Example, you bring in $1000 dollar worth of CC's, as long as you declare them you will be allowed $800 duty free and have to pay duty on the extra $200 worth. Excess amounts are subject to a 4 percent flat rate of duty.
If however you bring in the same $1000 worth and do not declare it and get caught, your liable to get the whole lot confiscated and a possible fine.


----------



## bpegler (Mar 30, 2006)

I just got back into the US on Saturday evening. Went through ATL customs. Besides the long lines, there were absolutely no problems.

The check in is electronic. It asks you a few questions about bringing in agricultural items, etc. Nothing about cigars. Your passport is scanned, and your picture is taken. You get a piece of paper.

Stand in line again, hand over the paper to a customs agent. He asks how your trip was. Smiles and says "welcome back".

Walk a ways, get your luggage, walk past a security guard, and that's it.

There was no question, either in writing or from the customs agent about cigars.

Really, weapons, drugs, and agricultural products are all that they seemed concerned about.


----------



## gunnersguru (Sep 10, 2016)

pics of bands after my travels, 2x 2007 Cohiba #5 , and an A.F. angels share , and the Bolivar were the standouts.


----------



## PhilB (Apr 29, 2017)

A quick clarification question for us Canucks:

Can we bring in some Cuban cigars for personal consumption? I'll be most likely going into the US in a few weeks, and will bring back lots of non-Cubans (since I'll be buying/shipping from the US while I'm there) to Canada to take advantage of the much better price and duty-free limits for myself, but can I bring a few Cubans with me to the US to smoke while I'm there, or should I stick to non-Cubans?

This (from the link above) seems to answer that, just making sure:



> *I'm a foreign traveler who lives outside of the U.S.-what about when I travel to the U.S.? Does this affect how I can travel with my cigars?*
> 
> Yes, the new laws do affect foreign travelers. Previously, foreign passengers were prohibited from bringing Cuban-origin tobacco or alcohol into the U.S. The new rules, however, have removed this restriction.
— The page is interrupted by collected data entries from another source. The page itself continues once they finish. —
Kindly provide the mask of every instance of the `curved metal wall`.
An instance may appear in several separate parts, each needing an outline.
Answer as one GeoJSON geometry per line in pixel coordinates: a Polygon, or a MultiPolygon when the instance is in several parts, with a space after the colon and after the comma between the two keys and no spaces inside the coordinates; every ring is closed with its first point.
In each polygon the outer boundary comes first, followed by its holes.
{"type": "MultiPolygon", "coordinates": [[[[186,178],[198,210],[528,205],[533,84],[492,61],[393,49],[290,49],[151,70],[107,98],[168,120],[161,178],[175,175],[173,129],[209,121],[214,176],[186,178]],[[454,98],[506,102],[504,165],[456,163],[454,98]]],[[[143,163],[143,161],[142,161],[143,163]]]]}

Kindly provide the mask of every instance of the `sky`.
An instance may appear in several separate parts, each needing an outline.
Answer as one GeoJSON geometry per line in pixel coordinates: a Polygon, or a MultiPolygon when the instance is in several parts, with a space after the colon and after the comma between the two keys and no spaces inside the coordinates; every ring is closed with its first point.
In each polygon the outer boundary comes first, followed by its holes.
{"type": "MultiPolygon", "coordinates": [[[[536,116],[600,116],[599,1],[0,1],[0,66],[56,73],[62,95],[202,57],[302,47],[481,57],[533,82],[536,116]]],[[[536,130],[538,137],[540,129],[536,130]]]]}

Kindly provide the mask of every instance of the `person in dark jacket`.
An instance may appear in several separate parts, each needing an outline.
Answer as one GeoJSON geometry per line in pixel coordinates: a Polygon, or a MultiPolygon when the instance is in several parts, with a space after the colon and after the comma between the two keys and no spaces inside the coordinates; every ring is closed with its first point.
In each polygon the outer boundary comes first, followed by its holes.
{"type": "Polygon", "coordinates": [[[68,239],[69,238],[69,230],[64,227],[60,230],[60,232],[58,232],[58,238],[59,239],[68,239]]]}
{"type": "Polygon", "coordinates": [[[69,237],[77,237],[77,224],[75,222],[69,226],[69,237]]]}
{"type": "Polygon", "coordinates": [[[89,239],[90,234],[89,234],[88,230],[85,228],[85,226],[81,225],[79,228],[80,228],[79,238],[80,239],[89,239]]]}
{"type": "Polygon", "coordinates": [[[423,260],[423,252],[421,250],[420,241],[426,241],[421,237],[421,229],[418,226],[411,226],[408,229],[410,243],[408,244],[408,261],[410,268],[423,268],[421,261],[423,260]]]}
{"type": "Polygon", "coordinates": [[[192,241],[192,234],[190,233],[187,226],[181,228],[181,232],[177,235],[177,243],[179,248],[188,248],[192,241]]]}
You can come to the U.S. with Cuban cigars (and rum) if you're a foreign passenger, so long as the goods are not in "commercial quantities" and not for resale.


----------



## bpegler (Mar 30, 2006)

PhilB said:


> A quick clarification question for us Canucks:
> 
> Can we bring in some Cuban cigars for personal consumption? I'll be most likely going into the US in a few weeks, and will bring back lots of non-Cubans (since I'll be buying/shipping from the US while I'm there) to Canada to take advantage of the much better price and duty-free limits for myself, but can I bring a few Cubans with me to the US to smoke while I'm there, or should I stick to non-Cubans?
> 
> This (from the link above) seems to answer that, just making sure:


You can bring Cuban cigars into the US now. But depending on how many cigars you purchase here, whatever you don't smoke you probably will have to declare going back to Canada.

Hope that you enjoy your stay!


----------